9.  Ryan:  Victor Martinez (C).  Looking ahead through the next ten picks (five teams each way) only Mike and Chris T seem likely to take a pitcher, so I'm pretty sure I can exit round 2 with a good strikeout arm.  None of those teams has a catcher, however.  While I consider catcher relatively deep this year, if I don't take one here, I'm positive Martinez/McCann/Posey will be long gone when I'm up again in round 3, and I'm pretty sure those guys will put up counting stats the other catchers can't match.

10.  Chris T:  Josh Johnson (SP).  I have something of a soft spot for ace pitchers coming off arm injuries.  I also desperately want to avoid last year's draft situation of perpetually waiting on pitching until I was stuck with Lackey as my #2.  I'd also consider 2B and 3B rather mined out by this point, and I don't want to fill my OF just yet.  It's worth noting that ESPN feels JJ is a major injury concern, but Yahoo doesn't share those complaints, so there's a rather large gap between their respective valuations on the two sites.

11.  James:  Jayson Werth (OF).  Absent a more obvious choice, I went value here (by ESPN, they have a nicer cheat sheet), but I could justify going Posey or any number of pitchers here.  Only Mike ahead of me could possibly go pitcher, so I feel ok holding off (and I already have one stud SP).   Also worth noting that Yahoo disagrees with ESPN and they've buried Werth in the rankings.  Since we're an OBP league, I'm leaning with the higher estimation.

12.  Joe:  Buster Posey (C).  Not thrilled with this choice.  I'd have liked to go OF here, but the next tier of outfielders (Rios, Pence, Ethier, BJ Upton, Ellsbury) feel like unsure things, given injuries from last year, or valuations based on 1-year breakouts immediately after mediocrity.  Ichiro is up there on the value charts, but that's because of his BA, and we're an OBP league, so there's no reason Ichiro should be taken ahead of Brett Gardner.  The other positional options are Jeter (ugh), Michael Young (ugh), Brandon Phillips (ugh from experience), or another pitcher...and I don't need to go SP3 so early.

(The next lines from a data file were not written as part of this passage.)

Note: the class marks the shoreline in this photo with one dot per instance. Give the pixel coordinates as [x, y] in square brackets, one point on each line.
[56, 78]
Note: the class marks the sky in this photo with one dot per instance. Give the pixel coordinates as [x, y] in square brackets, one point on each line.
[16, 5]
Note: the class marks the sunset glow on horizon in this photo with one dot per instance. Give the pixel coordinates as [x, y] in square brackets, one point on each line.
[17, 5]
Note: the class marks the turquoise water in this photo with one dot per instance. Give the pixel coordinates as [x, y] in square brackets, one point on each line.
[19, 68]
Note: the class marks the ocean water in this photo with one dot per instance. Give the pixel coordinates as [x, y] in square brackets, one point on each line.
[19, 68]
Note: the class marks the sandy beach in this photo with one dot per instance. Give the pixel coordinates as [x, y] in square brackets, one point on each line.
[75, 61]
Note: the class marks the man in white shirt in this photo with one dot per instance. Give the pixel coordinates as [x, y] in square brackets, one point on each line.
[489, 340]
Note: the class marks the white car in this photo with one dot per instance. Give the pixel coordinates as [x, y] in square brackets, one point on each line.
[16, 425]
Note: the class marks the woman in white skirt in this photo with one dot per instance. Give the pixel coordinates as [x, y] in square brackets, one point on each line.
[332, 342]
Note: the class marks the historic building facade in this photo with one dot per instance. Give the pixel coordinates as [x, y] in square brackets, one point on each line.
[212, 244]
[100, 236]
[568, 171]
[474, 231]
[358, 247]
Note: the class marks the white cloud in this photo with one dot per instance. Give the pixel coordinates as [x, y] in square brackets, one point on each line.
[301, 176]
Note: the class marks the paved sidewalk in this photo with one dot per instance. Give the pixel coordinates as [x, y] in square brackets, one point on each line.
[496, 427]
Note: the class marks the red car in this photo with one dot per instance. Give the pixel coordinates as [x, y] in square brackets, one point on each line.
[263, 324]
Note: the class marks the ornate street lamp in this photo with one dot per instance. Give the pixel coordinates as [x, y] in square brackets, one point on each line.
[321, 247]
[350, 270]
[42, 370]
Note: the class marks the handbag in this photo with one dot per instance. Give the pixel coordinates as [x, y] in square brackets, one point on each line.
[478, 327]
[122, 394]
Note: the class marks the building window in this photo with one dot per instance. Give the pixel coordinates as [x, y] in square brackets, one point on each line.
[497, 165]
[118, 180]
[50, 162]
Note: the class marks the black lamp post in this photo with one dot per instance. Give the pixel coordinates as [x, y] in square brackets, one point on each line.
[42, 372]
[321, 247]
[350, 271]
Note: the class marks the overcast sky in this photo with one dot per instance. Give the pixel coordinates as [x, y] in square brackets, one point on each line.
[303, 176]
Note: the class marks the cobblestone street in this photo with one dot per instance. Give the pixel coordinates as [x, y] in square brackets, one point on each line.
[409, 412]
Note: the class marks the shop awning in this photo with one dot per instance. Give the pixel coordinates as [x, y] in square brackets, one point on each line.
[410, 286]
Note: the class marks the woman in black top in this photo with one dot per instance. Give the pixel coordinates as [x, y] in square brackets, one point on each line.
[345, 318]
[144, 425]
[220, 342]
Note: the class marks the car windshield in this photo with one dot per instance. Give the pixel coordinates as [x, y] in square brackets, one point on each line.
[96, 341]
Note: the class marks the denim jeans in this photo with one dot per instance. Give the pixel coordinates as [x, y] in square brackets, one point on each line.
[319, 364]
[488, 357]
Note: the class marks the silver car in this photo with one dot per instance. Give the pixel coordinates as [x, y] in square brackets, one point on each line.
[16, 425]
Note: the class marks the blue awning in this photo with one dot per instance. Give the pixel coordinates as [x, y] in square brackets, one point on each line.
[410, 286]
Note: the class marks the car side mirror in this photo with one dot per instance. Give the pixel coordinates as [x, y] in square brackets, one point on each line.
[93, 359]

13.  Mike:  Andre Ethier (OF).  Too early for the remaining 1B.  Too early for McCann.  Don't like 2B offerings.  Tom's not taking pitchers so I can wait for next round.  Of the available outfielders in this tier, Ethier has the highest OBP and slugging potential.

14.  Tom:   Derek Jeter (SS).  Have to buy in now, otherwise I'll be closely following Starlin Castro at-bats throughout the season.  I'll also have to think about whether I want a Rios/Upton/Ellsbury to pair this pick, go catcher, reach for 1B (will Konerko last 26 picks?), settle for a 2B/3B (Young/Ramirez/Phillips?), or just say fuck the whole goddamn thing and take a third pitcher (Hanson, Carpenter, Weaver, Hamels, Price...).

The quality of my analysis certainly declined late in the round, after the easy picks, and also once I transitioned home from work and had to contend with Dora & Diego and spilled food and other assorted distractions.